There was a period where I was going out in public and it would literally take me 10-20mins to get the courage to open my front door to walk down the driveway to my car. That was the beginning of summer this year for me.. As summer passed and I started to find my "look" and attitude/confidence it got better and better.
For the longest time (even as a guy) I could never find my inner "Don't give a f**k". I always cared what people were thinking. I have definitely found my inner DGAF now.
Coming out at work was painful. It took me from April-Oct to come out to everyone gradually. I got myself incredibly worked up and stressed out for no reason before sitting down with each person in the office individually. Every person (except 1) I told was either cool and supportive or just didn't care because it didn't affect their life. The one guy that does have a problem with it, well I didn't like him before coming out so there is no love lost there.
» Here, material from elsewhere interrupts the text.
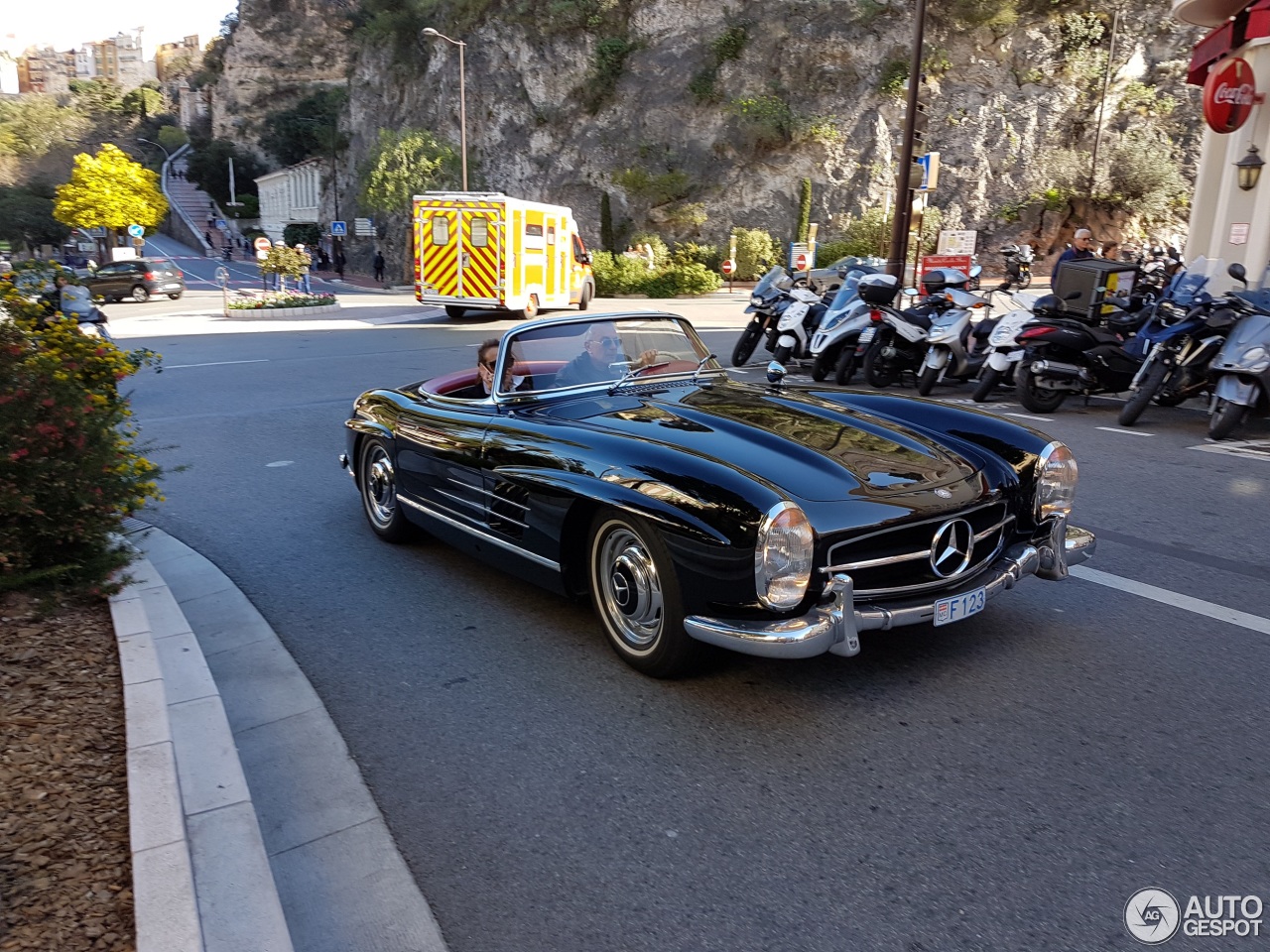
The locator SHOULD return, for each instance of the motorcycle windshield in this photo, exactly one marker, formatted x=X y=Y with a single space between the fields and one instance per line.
x=1188 y=286
x=766 y=286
I am pre-HRT, pre-op, pre-anything... living FT. And honestly, I feel more comfortable and confident now in public than I ever did presenting as male. As a male I had social-anxiety, always wondering what people were when thinking they looked at me, wondering if they were judging me, etc etc...
Now, I just don't care. I go out for lunch 5 days a week with another co-worker (male) and I don't even notice if people are clocking me let alone looking at me. You can't please everyone in this world... EVER. There are 7,000,000,000+ people on this planet, are you really going to stress about or care what a few ->-bleeped-<-s think or say about you? They are a**holes for a reason. There is something in their life they are trying to compensate for by trying to make you feel like ->-bleeped-<-. They will make fun of and be-little ANYONE (cisgender or transgender) who they feel they can bully and who are not equal to them, just so they can inflate their fake egos a little bit more. Flip the script on those pricks. Confidence will take you along ways in transition.